Over the past couple of years, many people in the Conejo Valley and beyond have struggled to buy a home. While affordability remains a challenge, there are encouraging signs that the situation is gradually improving and could continue to get better throughout the rest of the year. As Lawrence Yun, Chief Economist at the National Association of Realtors (NAR), notes:

“Housing affordability is improving ever so modestly, but it is moving in the right direction.”

Here's a look at the latest data on the three biggest factors affecting home affordability: mortgage rates, home prices, and wages.

  1. Mortgage Rates
    Mortgage rates have been fluctuating this year, ranging from the mid-6% to low 7% range. However, there is some positive news. Data from Freddie Mac indicates that rates have been trending downward overall since May.

Recent economic, employment, and inflation data have contributed to the recent improvement in mortgage rates. While some rate volatility is expected moving forward, experts suggest that if economic data continues to show signs of cooling, mortgage rates could keep declining. Even a small drop can make a significant difference, making it easier for you to afford the home you want because your monthly payment will be lower. Just don’t expect rates to return to 3%.

2. Home Prices
The second major factor to consider is home prices. Nationally, prices are still rising this year, but not as rapidly as they did a couple of years ago. The graph below, using home price data from Case-Shiller, illustrates this trend.

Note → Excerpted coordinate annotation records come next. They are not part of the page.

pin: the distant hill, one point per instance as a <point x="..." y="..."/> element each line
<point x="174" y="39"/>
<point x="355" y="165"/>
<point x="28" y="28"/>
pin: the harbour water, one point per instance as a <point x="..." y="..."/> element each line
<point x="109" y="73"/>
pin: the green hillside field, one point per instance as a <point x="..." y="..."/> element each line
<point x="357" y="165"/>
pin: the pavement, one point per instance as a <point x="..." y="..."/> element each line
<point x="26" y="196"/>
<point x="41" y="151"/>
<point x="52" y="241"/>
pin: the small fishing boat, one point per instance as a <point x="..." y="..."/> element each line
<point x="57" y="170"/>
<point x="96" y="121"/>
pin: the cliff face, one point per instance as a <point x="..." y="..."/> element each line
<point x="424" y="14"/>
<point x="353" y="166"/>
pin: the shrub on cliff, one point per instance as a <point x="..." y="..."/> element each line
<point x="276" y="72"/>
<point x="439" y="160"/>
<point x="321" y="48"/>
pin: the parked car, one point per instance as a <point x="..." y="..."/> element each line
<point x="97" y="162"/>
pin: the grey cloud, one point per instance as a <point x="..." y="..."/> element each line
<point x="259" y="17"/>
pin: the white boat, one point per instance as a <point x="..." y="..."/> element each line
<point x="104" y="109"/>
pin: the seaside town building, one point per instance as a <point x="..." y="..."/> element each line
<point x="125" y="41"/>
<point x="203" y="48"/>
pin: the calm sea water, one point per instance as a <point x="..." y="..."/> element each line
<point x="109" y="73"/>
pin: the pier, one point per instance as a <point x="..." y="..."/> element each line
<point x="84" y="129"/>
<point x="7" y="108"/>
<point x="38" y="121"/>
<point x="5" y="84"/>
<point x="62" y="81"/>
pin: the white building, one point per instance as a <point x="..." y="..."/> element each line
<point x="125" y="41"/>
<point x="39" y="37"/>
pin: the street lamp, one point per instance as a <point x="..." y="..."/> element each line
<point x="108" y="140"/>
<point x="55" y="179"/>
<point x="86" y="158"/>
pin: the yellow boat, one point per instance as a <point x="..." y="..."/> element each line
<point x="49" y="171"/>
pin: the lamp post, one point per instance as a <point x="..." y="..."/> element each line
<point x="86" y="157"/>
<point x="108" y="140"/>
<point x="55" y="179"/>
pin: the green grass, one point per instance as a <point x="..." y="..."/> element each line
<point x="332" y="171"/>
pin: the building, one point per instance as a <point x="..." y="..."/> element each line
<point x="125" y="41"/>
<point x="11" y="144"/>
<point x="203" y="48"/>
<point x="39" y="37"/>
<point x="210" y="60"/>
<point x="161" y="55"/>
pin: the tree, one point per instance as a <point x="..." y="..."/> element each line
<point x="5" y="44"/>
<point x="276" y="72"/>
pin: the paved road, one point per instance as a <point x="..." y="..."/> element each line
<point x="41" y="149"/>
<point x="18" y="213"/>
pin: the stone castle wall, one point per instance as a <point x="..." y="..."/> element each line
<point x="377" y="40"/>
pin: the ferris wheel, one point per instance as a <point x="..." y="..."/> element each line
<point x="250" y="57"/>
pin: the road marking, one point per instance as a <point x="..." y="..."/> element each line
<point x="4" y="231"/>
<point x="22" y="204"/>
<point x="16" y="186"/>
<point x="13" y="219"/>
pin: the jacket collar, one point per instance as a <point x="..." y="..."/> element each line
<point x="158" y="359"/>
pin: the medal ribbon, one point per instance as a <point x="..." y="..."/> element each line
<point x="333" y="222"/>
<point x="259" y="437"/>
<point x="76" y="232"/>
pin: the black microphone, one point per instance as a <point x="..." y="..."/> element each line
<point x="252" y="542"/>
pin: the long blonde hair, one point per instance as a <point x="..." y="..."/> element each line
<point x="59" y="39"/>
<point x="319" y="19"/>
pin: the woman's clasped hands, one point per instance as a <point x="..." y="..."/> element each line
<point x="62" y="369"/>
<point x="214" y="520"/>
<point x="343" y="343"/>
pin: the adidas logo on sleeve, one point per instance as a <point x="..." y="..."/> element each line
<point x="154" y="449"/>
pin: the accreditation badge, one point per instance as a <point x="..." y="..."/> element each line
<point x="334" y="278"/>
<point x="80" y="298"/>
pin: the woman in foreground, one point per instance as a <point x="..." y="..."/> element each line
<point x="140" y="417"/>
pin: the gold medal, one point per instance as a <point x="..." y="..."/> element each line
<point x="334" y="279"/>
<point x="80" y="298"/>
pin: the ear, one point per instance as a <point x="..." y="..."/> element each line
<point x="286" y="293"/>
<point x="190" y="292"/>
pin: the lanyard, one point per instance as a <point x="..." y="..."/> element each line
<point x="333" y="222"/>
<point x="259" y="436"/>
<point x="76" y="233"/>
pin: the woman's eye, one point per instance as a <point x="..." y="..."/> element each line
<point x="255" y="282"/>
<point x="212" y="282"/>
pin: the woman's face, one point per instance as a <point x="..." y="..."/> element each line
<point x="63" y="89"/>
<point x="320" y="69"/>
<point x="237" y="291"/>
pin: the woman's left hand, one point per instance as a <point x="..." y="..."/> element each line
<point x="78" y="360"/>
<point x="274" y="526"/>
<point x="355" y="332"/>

If you're considering buying a home in Conejo Valley, slower price growth is good news. Home prices skyrocketed during the pandemic, making it difficult for many to buy. Now, with prices rising more slowly, homeownership may feel more attainable. As Odeta Kushi, Deputy Chief Economist at First American, says:

“While housing affordability is low for potential first-time home buyers, slowing price appreciation and lower mortgage rates could help – so the dream of homeownership isn’t boarded up just yet.”

3. Wages
Another factor contributing to improved affordability is rising wages. The graph below, using data from the Bureau of Labor Statistics (BLS), shows how wages have been increasing over time.

The blue dotted line represents typical wage growth in a year, while the green line on the right side of the graph shows that wages are currently rising faster than usual. This benefits you because if your income increases, it becomes easier to afford a home since you won’t need to allocate as much of your paycheck toward your monthly mortgage payment.

Bottom Line
When considering all these factors together, you’ll notice that mortgage rates are trending down, home prices are rising more slowly, and wages are increasing faster than usual. Though affordability remains a challenge, these trends are early signs that things might be starting to improve, making it a potentially better time to buy a home in the Conejo Valley.